Scores were often commissioned for opening runs of films (like Huppertz score for Metropolis) and sometimes travelled along with the films on road shows (as far as I can tell this did not happen for Metropolis, and Huppertz’s score was not heard in the US until the restoration of the film). Beyond that there was a lot of library music written that was used by individual theaters to accompany the films. This photoplay music was catalogued by mood and was available for various ensemble sizes, including full orchestra. There was a lot of it produced and it continued to be used in films and radio through the studio era. Some of it formed the basis for catalogs that would be developed for television music.

The first generation of Hollywood composers was drawn from the ranks of music directors of picture palaces (Riesenfeld, Rapee), composers of photoplay music (Zamecnik), and so forth, but also and especially from the ranks of music directors, arrangers, and orchestrators of Broadway (Steiner, Stotart, Newman). The latter proved more influential because they more easily weathered the big layoffs of composers that occurred in 1930-32. And it was around 1932 that accompanying music was moved to postproduction.

Some studios, Warner’s in particular, had been treating music this way from the start, but most recorded music as part of the production, with musicians on the set. Up to 1930 silent films were also being scored by studios, and in this case music was added in postproduction. So music was in most cases bifurcated into two departments, with music part of production for talkies, and it being part of postproduction for silent films. Most of the composers who had silent film experience worked on the silent films. And the talkies often featured songs, so studios hired composers, arrangers, and orchestrators experienced on Broadway to work on the talkies. You can see why the most versatile and well-connected composers hired from Broadway survived the layoffs in a way that wasn’t the case for those who worked on the silent side even though the latter were used to adding music in postproduction. They weren’t used to working on talkies.

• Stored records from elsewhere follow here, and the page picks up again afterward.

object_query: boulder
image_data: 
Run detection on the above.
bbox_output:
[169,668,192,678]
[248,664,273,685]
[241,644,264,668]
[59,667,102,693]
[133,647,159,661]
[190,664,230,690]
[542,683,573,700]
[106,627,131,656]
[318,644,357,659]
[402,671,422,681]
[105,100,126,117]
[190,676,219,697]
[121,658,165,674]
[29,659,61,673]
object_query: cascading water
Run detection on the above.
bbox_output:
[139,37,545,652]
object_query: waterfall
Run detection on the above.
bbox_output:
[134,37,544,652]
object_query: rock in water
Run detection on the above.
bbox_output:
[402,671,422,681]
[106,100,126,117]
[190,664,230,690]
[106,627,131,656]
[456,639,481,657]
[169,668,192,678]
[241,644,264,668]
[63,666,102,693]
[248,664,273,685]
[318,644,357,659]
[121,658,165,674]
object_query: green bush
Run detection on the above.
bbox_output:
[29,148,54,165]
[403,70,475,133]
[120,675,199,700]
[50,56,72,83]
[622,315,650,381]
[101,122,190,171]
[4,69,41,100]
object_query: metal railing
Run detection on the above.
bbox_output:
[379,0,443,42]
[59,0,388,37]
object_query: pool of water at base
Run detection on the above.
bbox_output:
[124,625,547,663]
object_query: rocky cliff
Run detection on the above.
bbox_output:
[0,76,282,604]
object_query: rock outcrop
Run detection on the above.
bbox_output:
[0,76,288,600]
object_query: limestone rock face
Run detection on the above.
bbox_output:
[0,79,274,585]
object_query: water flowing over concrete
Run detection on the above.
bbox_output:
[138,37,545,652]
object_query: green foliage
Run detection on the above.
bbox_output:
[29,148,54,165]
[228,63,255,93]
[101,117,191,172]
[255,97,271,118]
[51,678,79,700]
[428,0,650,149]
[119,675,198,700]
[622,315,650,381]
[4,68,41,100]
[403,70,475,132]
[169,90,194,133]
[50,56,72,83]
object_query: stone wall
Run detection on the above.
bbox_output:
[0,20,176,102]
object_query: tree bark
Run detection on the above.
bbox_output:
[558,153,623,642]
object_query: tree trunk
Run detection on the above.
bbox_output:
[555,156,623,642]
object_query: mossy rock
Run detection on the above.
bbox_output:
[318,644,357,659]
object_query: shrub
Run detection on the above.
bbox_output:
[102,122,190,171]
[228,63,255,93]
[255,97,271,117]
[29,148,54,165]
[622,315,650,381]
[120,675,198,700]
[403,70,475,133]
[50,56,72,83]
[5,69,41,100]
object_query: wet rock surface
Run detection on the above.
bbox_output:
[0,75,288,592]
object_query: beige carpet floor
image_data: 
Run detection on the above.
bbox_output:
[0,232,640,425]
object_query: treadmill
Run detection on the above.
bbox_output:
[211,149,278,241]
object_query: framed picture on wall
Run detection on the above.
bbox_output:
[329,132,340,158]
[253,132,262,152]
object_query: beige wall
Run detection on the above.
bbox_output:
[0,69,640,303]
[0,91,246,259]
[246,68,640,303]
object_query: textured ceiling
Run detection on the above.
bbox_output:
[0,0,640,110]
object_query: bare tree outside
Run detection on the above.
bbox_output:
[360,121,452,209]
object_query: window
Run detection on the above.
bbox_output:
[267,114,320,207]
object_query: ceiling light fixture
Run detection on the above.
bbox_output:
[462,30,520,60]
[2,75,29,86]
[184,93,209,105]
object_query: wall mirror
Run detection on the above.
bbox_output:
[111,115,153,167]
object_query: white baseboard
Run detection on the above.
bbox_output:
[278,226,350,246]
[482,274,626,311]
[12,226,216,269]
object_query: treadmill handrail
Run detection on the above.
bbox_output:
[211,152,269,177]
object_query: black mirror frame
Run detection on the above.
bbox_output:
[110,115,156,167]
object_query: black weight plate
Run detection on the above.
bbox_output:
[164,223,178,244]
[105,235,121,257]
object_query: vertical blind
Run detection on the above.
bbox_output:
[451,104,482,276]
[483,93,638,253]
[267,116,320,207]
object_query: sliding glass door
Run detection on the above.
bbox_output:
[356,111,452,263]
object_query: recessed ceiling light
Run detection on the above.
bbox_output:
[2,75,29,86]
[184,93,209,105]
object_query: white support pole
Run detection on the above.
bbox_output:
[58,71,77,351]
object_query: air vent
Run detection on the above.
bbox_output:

Though composers for the talkies drew some from silent film procedures, and some from incidental music for the stage (especially melodrama) and opera, they also had to invent or heavily adapt many things. Underscoring is almost an entirely new discipline, similar in function to music in melodrama, but there the actor would perform to the music. Underscoring required music that fit in and around recorded dialogue, and on recording equipment that had a high noise floor and where sounds easily masked one another. Many instruments did not record at all well, so orchestration was very much a specialized skill. Synchronization was still hard when re-recording was required, and re-recording itself was a fickle process. Copland talks about Steiner’s invention of “neutral” music that percolated in the background without drawing attention to itself, so evidently music of that sort was perceived as novel. Yes, that generation really did invent something quite new.


----------



## MauroPantin

re-peat said:


> Nothing new about what the generation of Korngold, Steiner and Rozsa brought to film music. Musically, it’s all pan-European old hat. Gloriously beautiful old hat, sure, but old hat all the same.
> 
> The first wave of what could be perhaps be considered some degree of innovation occurs when non-European musical elements, like jazz, find their way into film music. But even that is, in nearly all the cases, little more than an appropriation of existing forms, styles and expressions which already had a long and rich tradition outside of (and prior to their arrival into) film music.
> 
> And it would remain like that right through to the end of the previous century: borrowing, assimilating and ruminating of musical accomplishments that were made in non-cinematic fields.
> 
> To me, the first time in its entire history that movies were given a musical language that was specifically created for the medium, is of a surprisingly recent date: it was the arrival of those non-melodic, electro-acoustic, soundscape-y, abstract, amibiguous textures which finally managed to break film music’s umbilical cord with European (symphonic and operatic) traditions, jazz, pop and the Broadway idiom. Many aspects of this style are also not new — lots of it was already present in ambient music and related genres —, but the discovery, exploitation and application of their dramatic power certainly was.
> 
> - - -
> 
> One other thing: there’s a name which hasn’t been mentioned thus far in this thread and which I feel deserves some credit here: Aaron Copland. As the architect of what might be called ‘orchestral Americana’, his _stylistic_ influence on the language of film music, particularly the established Hollywood variant, is difficult to overestimate. It’s, again, not particularly innovative in itself, but no less development-defining for it.
> 
> _


I agree in that it was not a new type of music, but (much like the electronic elements you mention later down in the post) they were brought into a new medium for the same type of dramatic exploitation. I am aware of the existence of opera, Wagner, et all, of course. But to put those in close sync with action and learn to "tread water" with underscoring while people talk is a different thing altogether. Tons of techniques and resources and tricks we still use to this day.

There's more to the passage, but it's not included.